After Qiao Xuan's death, whenever Cao Cao passed by Qiao Xuan's tomb, he would mourn Qiao Xuan and pay his respects. He wrote a eulogy for Qiao Xuan:
The late Grand Commandant Qiao Xuan was a man of principles and virtues, one who was kind and compassionate. The State is grateful to him for his sermons while scholars learn from his lessons. Rest his soul in Heaven; we have fond memories of him. In my younger days, when I was stubborn and obstreperous, I visited him and he received me well. The encouragement he gave me was equivalent to that of Confucius remarking that none of his other students could replace Yan Hui, and that of Li Sheng (李生) praising Jia Fu (賈復). As the saying goes, 'a scholar will die for someone who understands him', I have never forgotten what he said to me. I remember he once told me, "After I die, if you pass by my grave and don't offer a jar of wine and a chicken as sacrifices to me, you'll get a stomachache after your carriage moves another three steps. Don't blame me if that really happens." Although that was light-hearted humour, if we were not very close at that time, how would he have cracked such a joke? Now, as I recall these old memories, I feel grief and sorrow. I am now on an eastern campaign and my army is garrisoned in this village. I am looking at the lands in the north, but my thoughts are at his grave. I hereby offer him these sacrifices and I hope he enjoys them!

==Family==
One of Qiao Xuan's sons, Qiao Yu (橋羽), served as the Chancellor (相) of the Rencheng State (任城國; around present-day Zoucheng, Shandong).

==Appraisal==
Qiao Xuan was known to be an impatient and impulsive person who did not take the big picture into consideration. However, he led a humble and simple life, and treated people with respect. He did not abuse his status and power by helping any of his family members and relatives gain high-ranking positions in the civil service. When he died, his family did not own much property and no funeral was held for him. His humility earned him praise at the time.

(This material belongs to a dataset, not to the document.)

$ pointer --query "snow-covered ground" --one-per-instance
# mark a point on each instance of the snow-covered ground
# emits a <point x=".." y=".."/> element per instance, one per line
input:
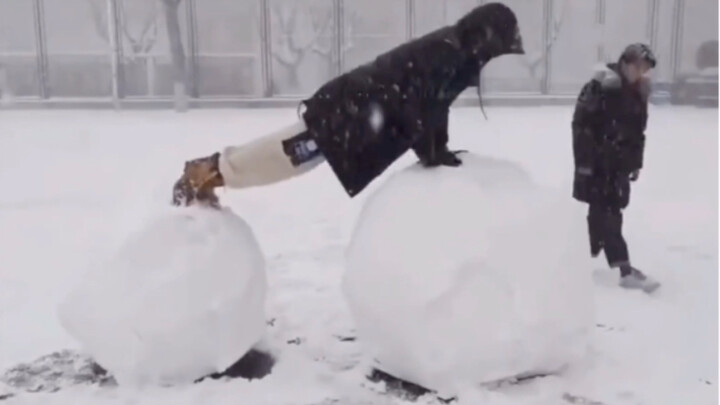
<point x="76" y="183"/>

The historian Fan Ye, who wrote Qiao Xuan's biography, commented on him as follows: "Qiao Xuan established his authority and was known for his sternness, but he was lacking in his personal relations with others." When commenting on Qiao Xuan spotting Cao Cao's talent, Fan Ye wrote: "Qiao Xuan had the privilege of being the first to recognise a hero."

==In Romance of the Three Kingdoms==
In the 14th-century historical novel Romance of the Three Kingdoms, Qiao Xuan is said to be the father of the two Qiao sisters, though there is little to no historical evidence to support this claim. Also in the novel, he is referred to as "Qiao Guolao" (喬國老; literally "State Elder Qiao"). He appears in chapter 54 in the events leading to the marriage between Liu Bei and Sun Shangxiang.

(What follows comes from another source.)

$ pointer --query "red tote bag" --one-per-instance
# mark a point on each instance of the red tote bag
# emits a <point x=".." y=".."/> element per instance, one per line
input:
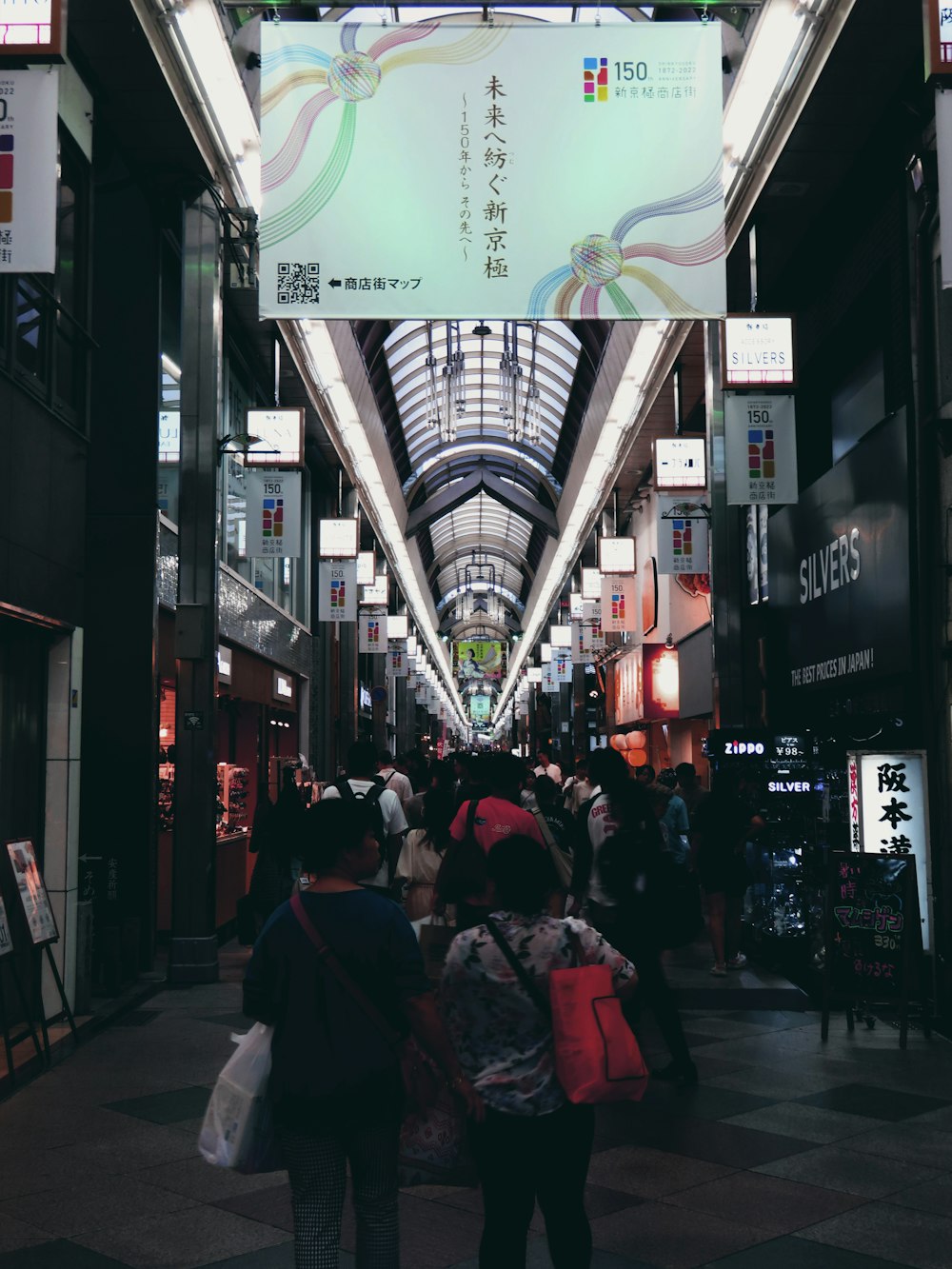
<point x="597" y="1055"/>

The 3rd-century historical text Records of the Three Kingdoms did not state the name of the Qiao sisters' father, who was simply referred to as "Qiao Gong" (橋公; literally "Elder Qiao"). Historically, Qiao Xuan died in 184 while the Qiao sisters married Sun Ce and Zhou Yu in 200, so it was not possible that Qiao Xuan was still living when the marriages took place. Therefore, it is highly unlikely that Qiao Xuan was the "Qiao Gong" mentioned in the Records of the Three Kingdoms.

The marriage between Liu Bei and Lady Sun took place sometime in 209 or 210, so Qiao Xuan's role in the events leading to the marriage is fictitious as he was already dead for over 20 years then.